Liv2Cod wrote:
borgednow wrote:
If the broadcasters are intentionally trying to screw up recordings, that means they are also screwing up vcr recordings too. That could end up damaging their network's popularity. I hope broadcasters aren't counting on only the folks who sit there and watch a broadcast as it happens. Their market will evaporate.
I think their attitude is that people recording the shows for later viewing will likely skip the commercials. And the networks don't give a hoot about viewers who don't watch their commercials. So, they are fine with damaging their popularity with "us" -- the people who watch their content but not their ads.

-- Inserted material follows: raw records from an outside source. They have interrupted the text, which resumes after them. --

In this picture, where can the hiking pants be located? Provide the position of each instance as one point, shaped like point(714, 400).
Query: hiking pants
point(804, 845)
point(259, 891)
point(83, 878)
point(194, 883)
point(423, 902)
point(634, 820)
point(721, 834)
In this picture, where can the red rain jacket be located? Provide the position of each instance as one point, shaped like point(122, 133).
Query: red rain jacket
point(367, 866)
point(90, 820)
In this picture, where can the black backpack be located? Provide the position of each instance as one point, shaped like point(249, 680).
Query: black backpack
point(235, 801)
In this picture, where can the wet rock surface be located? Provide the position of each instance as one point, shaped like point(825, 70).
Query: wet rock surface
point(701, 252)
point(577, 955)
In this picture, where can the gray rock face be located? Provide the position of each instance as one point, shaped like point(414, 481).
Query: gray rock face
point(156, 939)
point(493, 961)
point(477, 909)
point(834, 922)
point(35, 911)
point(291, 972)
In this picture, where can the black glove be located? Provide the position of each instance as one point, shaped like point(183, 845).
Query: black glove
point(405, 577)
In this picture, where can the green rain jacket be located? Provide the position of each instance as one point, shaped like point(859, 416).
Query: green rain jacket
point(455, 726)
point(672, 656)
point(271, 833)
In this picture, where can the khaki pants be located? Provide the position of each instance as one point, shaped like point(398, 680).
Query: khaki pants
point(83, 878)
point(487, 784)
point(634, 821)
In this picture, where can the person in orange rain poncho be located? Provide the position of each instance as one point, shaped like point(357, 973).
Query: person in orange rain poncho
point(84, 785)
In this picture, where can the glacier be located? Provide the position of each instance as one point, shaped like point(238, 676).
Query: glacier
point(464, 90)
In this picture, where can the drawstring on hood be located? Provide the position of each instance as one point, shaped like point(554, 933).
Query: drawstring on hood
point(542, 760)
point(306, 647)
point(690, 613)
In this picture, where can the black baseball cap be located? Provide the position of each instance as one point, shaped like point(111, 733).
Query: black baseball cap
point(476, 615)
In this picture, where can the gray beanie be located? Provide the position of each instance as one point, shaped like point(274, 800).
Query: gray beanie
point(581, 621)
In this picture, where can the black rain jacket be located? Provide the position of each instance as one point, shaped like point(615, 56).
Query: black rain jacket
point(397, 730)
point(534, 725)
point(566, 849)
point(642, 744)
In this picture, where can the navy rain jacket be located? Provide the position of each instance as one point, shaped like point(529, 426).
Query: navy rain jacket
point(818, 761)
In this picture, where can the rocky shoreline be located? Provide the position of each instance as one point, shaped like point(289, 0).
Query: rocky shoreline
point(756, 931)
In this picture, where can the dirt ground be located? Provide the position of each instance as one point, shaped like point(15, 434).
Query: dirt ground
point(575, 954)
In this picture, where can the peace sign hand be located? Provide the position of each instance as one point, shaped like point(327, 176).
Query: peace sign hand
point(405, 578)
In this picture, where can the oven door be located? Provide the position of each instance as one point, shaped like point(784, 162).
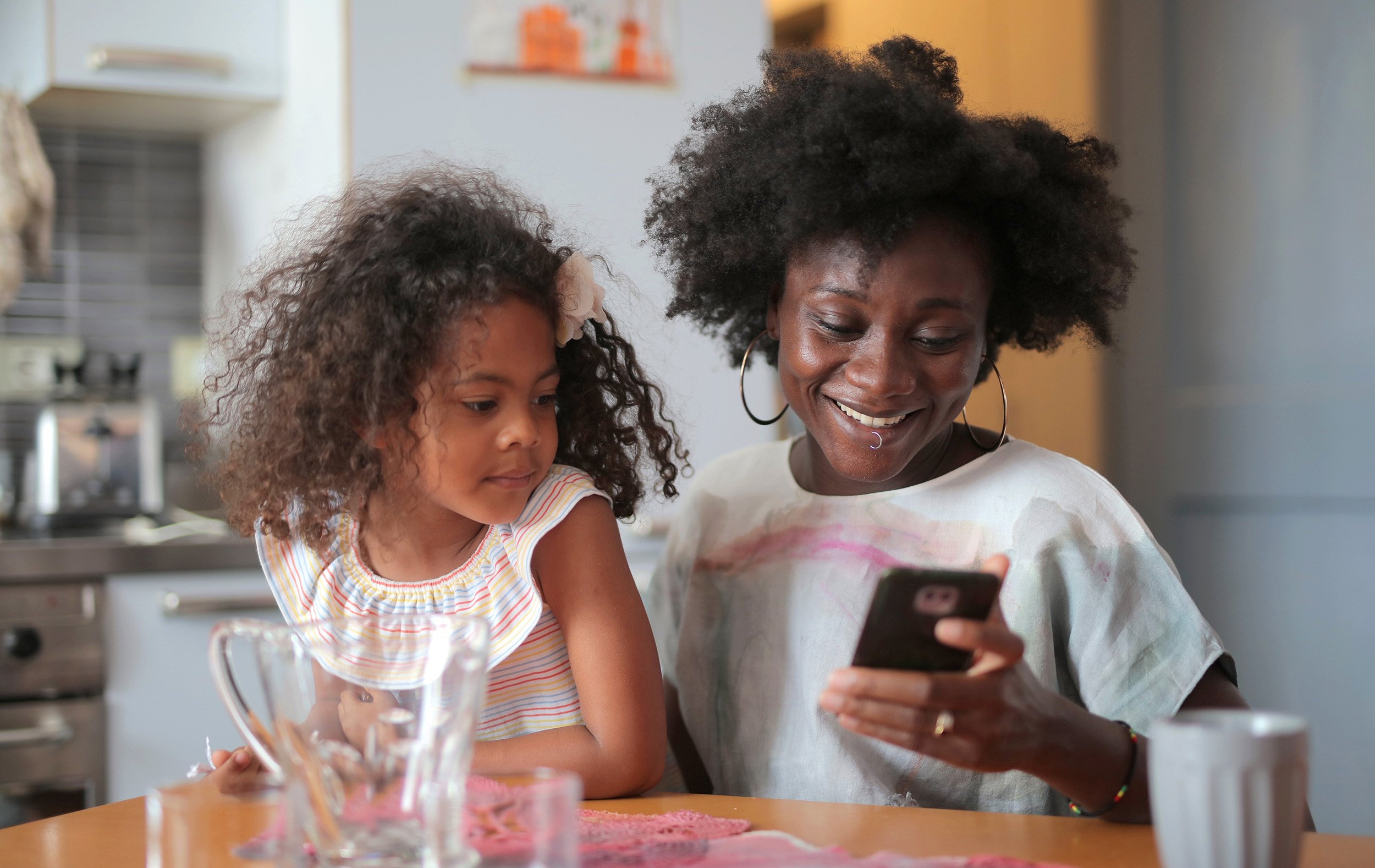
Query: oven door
point(51, 759)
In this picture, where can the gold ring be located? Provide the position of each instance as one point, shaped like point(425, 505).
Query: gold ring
point(945, 723)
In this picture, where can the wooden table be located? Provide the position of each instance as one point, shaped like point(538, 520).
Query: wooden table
point(112, 836)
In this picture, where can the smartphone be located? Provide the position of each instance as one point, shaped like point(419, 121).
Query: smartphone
point(901, 628)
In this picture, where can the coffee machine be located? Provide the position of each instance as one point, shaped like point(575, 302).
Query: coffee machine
point(98, 452)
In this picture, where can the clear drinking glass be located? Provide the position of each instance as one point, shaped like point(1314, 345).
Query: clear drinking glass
point(196, 826)
point(526, 820)
point(372, 721)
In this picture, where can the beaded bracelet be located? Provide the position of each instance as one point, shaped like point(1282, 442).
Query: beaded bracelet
point(1121, 794)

The sad thing about this, for broadcasters, is that the percentage of the population that watches "pure" tv (live tv with all commercials) is decreasing.
Between the tivo and replay users, the mythtv folks, and the cable and satellite companies pushing their own boxes, the available of pure tv watchers is on a downward accelerating slope.
When they add delays to shows, it adversely impacts pure tv watchers even more so than the rest of us. Sure, if we don't know about an upcoming delay, we could lose part of a show, but how irritating is it to be watching to the end of a live tv show, switch channels, and discover that ALL the other programs have been in progress for 10 minutes?
Personally, one of the things that pushed me to using a vcr is the highly irritating habit of broadcasters to mangle the schedule willy nilly. If I couldn't rely on a prime time show scheduled at 7pm to start at 7pm, I'd just have to record it and watch it the next day, fast forwarding it to where it did start.
There's very few things that broadcasters can do to discourage pvr owners that doesn't also discourage pure tv watchers. The might not care right now, but pvrs themselves partly own their reason for existing to frustrating with broadcasters. They'd better care, especially now that product placement has become so prevalent.